Table of Contents

Disposal

The final step in the management of nuclear waste, disposal is to safely place radioactive material into a facility from which it is never designed to be recovered.

How can nuclear waste be disposed of?

Disposal methods vary with waste classification – essentially the level of radioactivity, and how quickly this decays.

Very Low-Level Waste

Very Low-Level Waste (VLLW), such as smoke detectors, can be disposed of in domestic refuse.

Low-Level Waste

Low-Level Waste (LLW) includes paper towels, and personal protective equipment (such as gloves, overalls).

Intermediate-Level Waste

Intermediate-Level Waste (ILW) is more radioactive than LLW, but is not heat-producing. Examples include reactor components.

High-Level Waste

High-Level Waste (HLW) is heat producing and therefore requires active cooling. Examples include spent fuel and highly active waste liquids from reprocessing.

Where is disposal of LLW carried out?

Low-Level Waste (LLW) accounts for about 90% of all nuclear waste generated.

Once enclosed in suitable packaging, LLW is straightforward to dispose of. Therefore, around the world, LLW can be and is disposed of via near-surface disposal methods – at ground level, or in caves just below ground.

What happens in the UK?

What happens in the UK?

In England and Wales, LLW may be sent to the Low-Level Waste Repository (LLWR) in Drigg, Cumbria. The repository is a shallow lined trench a few metres underground that is encapsulated in cement with the waste inside in shipping containers; when full it will be covered and backfilled. In Scotland, all LLW is held on sites.

Where is disposal of ILW and HLW carried out?

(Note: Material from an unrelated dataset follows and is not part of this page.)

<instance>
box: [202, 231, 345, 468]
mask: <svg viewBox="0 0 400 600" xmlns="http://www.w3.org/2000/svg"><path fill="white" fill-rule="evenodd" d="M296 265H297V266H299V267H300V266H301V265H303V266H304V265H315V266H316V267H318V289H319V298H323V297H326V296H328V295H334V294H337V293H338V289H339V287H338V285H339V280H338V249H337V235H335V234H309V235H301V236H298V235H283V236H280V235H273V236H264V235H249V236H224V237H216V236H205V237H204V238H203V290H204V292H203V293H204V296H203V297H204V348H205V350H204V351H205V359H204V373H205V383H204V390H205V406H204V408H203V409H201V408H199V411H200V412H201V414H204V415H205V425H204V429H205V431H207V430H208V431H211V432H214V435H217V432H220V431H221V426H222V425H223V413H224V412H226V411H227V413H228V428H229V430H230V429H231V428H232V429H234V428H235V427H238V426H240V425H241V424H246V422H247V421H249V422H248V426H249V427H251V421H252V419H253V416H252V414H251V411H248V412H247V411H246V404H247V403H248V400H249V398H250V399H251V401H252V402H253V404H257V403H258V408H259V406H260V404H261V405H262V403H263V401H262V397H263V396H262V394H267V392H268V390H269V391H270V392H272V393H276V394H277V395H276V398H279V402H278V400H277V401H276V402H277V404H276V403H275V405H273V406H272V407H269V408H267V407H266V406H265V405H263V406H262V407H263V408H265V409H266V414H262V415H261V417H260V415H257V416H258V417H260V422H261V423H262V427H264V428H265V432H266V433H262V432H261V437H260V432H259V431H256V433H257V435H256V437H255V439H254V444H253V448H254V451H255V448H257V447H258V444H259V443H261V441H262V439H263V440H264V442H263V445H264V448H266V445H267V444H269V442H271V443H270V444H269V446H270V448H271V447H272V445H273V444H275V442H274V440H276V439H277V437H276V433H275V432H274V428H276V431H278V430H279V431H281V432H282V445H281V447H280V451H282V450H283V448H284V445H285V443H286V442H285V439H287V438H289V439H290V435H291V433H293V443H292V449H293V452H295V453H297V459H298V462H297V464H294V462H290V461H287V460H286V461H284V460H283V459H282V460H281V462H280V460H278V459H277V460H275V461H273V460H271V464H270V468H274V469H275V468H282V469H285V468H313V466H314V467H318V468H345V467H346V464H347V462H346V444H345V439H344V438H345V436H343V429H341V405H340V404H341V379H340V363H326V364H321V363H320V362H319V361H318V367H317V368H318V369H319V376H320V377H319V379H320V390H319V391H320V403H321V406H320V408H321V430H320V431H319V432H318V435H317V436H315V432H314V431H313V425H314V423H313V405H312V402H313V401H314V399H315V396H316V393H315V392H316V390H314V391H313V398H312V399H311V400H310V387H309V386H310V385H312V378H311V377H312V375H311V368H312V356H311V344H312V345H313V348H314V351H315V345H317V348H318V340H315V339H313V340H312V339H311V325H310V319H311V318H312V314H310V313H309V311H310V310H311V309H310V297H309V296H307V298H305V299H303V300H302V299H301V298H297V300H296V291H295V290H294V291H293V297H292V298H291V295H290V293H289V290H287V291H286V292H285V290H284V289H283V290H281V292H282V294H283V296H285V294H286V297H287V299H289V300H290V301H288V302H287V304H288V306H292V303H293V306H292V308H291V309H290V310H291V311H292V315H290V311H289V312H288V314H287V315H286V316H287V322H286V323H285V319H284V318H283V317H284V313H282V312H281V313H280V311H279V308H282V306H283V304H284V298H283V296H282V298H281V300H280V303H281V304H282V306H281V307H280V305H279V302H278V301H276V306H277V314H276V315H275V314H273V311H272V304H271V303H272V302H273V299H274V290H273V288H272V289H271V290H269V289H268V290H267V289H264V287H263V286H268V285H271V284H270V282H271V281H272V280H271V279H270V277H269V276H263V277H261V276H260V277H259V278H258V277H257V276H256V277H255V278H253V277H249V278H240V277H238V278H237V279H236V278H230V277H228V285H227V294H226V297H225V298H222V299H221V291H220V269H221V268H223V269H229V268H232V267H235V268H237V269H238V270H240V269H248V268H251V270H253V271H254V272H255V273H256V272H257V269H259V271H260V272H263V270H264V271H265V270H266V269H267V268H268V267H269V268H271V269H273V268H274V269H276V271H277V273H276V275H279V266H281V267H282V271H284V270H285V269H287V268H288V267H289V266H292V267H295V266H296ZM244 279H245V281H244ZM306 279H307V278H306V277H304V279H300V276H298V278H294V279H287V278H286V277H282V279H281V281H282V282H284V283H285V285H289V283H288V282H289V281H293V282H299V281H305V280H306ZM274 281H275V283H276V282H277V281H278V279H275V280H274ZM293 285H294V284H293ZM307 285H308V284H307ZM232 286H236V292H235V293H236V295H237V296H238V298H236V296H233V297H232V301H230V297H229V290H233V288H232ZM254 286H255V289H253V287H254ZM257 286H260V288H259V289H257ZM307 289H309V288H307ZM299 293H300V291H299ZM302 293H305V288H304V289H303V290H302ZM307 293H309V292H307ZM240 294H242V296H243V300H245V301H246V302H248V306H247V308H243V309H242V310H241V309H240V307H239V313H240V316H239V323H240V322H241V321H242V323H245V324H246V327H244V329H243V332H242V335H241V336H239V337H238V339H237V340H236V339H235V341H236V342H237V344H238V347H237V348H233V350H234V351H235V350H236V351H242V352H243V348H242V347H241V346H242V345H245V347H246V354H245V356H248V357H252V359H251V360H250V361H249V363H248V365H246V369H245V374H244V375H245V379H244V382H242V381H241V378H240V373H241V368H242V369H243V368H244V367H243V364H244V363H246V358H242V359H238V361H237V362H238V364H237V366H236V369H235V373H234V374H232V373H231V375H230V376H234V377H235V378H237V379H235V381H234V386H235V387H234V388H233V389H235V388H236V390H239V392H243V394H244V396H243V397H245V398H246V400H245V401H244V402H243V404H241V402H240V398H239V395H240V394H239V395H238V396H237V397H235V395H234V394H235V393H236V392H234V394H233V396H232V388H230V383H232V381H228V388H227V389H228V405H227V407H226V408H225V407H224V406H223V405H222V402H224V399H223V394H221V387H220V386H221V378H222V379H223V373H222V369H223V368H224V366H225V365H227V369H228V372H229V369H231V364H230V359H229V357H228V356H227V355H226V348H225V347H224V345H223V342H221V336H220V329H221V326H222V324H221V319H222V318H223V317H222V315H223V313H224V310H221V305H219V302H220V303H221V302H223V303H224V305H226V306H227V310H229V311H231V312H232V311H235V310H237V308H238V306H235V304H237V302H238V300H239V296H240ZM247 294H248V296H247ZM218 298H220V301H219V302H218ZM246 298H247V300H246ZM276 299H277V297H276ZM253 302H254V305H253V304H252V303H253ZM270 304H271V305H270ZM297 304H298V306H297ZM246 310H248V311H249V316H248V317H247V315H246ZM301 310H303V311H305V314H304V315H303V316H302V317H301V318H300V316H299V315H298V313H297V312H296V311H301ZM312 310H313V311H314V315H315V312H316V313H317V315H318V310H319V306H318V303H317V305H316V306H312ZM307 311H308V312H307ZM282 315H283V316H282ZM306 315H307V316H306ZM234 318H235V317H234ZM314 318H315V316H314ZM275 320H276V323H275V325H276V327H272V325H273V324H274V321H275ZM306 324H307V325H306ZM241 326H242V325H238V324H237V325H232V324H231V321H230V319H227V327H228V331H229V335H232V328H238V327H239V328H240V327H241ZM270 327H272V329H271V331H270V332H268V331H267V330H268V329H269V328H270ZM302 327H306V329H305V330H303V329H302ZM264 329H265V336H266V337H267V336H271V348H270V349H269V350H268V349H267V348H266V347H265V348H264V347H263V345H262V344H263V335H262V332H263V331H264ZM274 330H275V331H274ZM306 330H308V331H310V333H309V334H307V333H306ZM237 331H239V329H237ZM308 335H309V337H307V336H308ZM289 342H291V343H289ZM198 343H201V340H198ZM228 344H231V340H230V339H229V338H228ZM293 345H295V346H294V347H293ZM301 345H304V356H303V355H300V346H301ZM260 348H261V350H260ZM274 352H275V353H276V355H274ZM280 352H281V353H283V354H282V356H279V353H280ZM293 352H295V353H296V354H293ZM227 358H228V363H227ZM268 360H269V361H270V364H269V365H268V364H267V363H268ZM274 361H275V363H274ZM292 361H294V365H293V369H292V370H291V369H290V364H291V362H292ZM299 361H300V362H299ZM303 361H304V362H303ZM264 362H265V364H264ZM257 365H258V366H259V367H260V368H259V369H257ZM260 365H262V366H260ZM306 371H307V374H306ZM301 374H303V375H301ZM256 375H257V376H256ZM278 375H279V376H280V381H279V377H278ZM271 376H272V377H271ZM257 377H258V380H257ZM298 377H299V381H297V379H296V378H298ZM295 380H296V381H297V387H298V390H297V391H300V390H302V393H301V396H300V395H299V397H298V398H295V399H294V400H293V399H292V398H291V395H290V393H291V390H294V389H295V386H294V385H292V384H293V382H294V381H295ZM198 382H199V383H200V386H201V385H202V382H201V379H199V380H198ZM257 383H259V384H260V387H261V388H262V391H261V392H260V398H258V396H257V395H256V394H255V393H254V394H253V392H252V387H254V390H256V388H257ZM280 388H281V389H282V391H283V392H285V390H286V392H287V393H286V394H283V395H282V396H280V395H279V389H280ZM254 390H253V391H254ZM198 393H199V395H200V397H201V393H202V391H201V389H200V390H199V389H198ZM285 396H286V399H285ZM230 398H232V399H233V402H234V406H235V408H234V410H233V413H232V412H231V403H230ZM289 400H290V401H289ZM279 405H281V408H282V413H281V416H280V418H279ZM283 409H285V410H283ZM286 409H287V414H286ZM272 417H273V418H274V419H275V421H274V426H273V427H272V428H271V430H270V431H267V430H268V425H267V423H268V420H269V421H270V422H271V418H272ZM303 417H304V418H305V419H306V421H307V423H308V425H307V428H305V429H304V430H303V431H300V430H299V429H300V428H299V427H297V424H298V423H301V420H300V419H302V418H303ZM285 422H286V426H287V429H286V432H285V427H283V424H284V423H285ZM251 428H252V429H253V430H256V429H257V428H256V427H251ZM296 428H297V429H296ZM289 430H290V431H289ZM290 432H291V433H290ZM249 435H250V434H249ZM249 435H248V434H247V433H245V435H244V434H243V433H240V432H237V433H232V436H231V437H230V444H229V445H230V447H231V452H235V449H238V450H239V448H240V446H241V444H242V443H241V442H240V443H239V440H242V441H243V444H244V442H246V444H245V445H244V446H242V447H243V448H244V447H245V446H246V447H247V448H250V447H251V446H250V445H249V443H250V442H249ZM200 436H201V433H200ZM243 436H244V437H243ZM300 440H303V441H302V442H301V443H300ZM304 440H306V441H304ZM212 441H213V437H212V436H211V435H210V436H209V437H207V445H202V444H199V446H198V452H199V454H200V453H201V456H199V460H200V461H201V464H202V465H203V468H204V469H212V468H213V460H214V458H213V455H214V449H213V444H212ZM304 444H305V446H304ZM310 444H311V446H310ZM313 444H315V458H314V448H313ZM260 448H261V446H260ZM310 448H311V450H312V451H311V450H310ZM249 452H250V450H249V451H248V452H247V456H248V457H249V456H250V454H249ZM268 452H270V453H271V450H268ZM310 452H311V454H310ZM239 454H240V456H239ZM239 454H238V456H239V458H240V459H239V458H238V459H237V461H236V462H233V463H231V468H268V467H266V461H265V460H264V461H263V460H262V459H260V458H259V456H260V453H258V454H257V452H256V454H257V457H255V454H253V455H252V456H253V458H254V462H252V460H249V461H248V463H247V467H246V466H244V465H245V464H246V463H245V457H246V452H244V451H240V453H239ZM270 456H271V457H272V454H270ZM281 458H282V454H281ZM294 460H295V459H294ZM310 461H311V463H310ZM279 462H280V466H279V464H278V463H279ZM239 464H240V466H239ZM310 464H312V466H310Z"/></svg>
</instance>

The remainder of radioactive waste is either Intermediate-Level Waste (ILW) or High-Level Waste (HLW). In either case, interim storage is required, to allow radioactivity to decay somewhat, before the waste is suitable for disposal.

Deep Geological Disposal

Given the long timescales over which HLW remains radioactive, the preferred method of disposal is deep underground, within stable geological formations – known as a Geological Disposal Facility (GDF). A GDF must have:

Multiple Barriers

Multiple Barriers

Waste should be isolated by engineered and natural means. This multiple barrier concept includes the engineered waste packaging, the engineered repository, the absence of oxygen in groundwater and the geology of the chosen location.

No Maintenance

No Maintenance

There should be no obligation on future generations to maintain the facility. It should be passively safe.

Protection

Protection

The waste should be protected from natural hazards such as seismicity and climate change, and human hazards such as terrorism and war.

What happens in the UK?

What happens in the UK?

In England and Wales, Nuclear Waste Services (NWS), a public body within the Nuclear Decommissioning Authority (NDA), is consulting on the creation of a GDF for long-term storage of HLW; this would be a multi-barrier facility that would be refilled with earth and rock, with no future access possible. In Scotland, the current policy is for near-surface disposal close to the originating site, for at least 300 years.

What happens elsewhere?

What happens around the world?

Most countries have a policy to either investigate or pursue deep geological disposal. Preferred sites have been selected in France, Sweden and the USA. In Finland, a repository at Onkalo is expected to commence operations during the mid 2020s - the first example of deep geological disposal across the world.